Medizinerinnen und Mediziner gehen immer wieder über die eigenen Grenzen und arbeiten beispielsweise auch, wenn sie krank sind. Fast 40 Prozent geben zu, schon häufig trotz Krankheitsgefühl gearbeitet zu haben – bei mehr als 10 Prozent kam dies sogar schon sehr häufig vor. Die Befragten tun das aus Pflichtgefühl und weil sie die Kolleginnen und Kollegen nicht im Stich zu lassen wollen, die dann noch mehr Arbeit leisten müssen. Arbeiten unter Dauerstress, im Krankheitsfall und ohne Auszeiten – damit schaden sich die Ärztinnen und Ärzte nicht nur selbst, sondern bringen auch ihre Patientinnen und Patienten in Gefahr, denn so sind Fehler vorprogrammiert. Es braucht einen systematischen Wechsel. Wenn der nicht gelingt, besteht die Gefahr, dass immer mehr Medizinerinnen und Mediziner ans Aufhören denken und dem Gesundheitssystem verloren gehen.

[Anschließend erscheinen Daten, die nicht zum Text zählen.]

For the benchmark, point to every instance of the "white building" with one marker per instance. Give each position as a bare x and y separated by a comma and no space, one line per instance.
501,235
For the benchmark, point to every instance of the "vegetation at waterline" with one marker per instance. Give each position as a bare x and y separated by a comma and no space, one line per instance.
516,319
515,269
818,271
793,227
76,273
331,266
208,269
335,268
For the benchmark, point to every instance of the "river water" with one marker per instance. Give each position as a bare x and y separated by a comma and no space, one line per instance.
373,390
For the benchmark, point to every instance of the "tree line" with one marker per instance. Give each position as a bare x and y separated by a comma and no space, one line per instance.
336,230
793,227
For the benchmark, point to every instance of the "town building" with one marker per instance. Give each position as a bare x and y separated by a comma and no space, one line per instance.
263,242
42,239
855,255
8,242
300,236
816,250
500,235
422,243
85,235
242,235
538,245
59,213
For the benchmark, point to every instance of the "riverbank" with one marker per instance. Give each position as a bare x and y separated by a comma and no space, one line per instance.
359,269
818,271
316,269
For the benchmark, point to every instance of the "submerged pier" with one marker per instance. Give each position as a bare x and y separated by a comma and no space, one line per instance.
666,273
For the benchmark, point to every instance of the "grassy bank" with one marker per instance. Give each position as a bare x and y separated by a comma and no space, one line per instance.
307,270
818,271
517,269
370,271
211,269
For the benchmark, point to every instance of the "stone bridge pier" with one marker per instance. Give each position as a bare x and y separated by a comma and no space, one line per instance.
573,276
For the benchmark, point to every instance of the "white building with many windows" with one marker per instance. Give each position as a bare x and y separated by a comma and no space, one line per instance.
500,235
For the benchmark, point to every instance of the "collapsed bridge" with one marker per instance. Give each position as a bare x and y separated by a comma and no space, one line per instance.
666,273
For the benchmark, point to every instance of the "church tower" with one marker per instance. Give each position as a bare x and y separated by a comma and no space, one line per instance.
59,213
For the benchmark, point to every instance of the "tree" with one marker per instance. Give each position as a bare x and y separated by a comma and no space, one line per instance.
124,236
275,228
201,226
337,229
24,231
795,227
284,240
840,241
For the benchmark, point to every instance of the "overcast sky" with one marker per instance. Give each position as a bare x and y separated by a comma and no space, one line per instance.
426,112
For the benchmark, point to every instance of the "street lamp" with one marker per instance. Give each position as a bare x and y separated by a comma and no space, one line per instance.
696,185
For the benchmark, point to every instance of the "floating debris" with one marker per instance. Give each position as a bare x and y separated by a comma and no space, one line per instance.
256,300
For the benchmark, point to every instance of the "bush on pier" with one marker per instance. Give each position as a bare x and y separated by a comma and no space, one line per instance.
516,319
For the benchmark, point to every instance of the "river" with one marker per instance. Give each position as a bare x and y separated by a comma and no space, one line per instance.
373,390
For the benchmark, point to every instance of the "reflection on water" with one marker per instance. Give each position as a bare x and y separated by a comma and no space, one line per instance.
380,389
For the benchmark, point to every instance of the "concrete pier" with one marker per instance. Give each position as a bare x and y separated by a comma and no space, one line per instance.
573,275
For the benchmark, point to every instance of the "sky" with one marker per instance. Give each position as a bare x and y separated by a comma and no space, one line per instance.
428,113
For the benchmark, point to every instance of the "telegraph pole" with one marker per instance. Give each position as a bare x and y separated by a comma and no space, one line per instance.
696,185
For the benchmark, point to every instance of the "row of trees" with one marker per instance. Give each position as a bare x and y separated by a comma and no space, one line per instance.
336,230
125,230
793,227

Die Befragten wünschen sich eine verlässliche Dienstplanung, ausreichend Personal, geregelte Arbeitszeiten, strengere Arbeitszeitkontrollen, Delegation nicht-ärztlicher Tätigkeiten und einen klugen Einsatz der Digitalisierung. Darüber hinaus braucht es einen wertschätzenden Umgang innerhalb des Kollegiums, weniger Bürokratie und die Möglichkeit einer regelmäßigen Mittagspause entsprechend dem gesetzlichen Anspruch. Sind diese Voraussetzungen erfüllt, sind sich Befragten sicher, ihre Arbeit in Zukunft wieder zufrieden und langfristig auch gesund ausführen zu können.

Was ist Salutogenese?

Der Begriff „Salutogenese“ wurde von dem Soziologen Aaron Antonovsky geprägt. Darunter versteht man den individuellen Entwicklungs- und Erhaltungsprozess von Gesundheit. Diesem Konzept folgend ist Gesundheit nicht als Zustand, sondern als Prozess zu verstehen.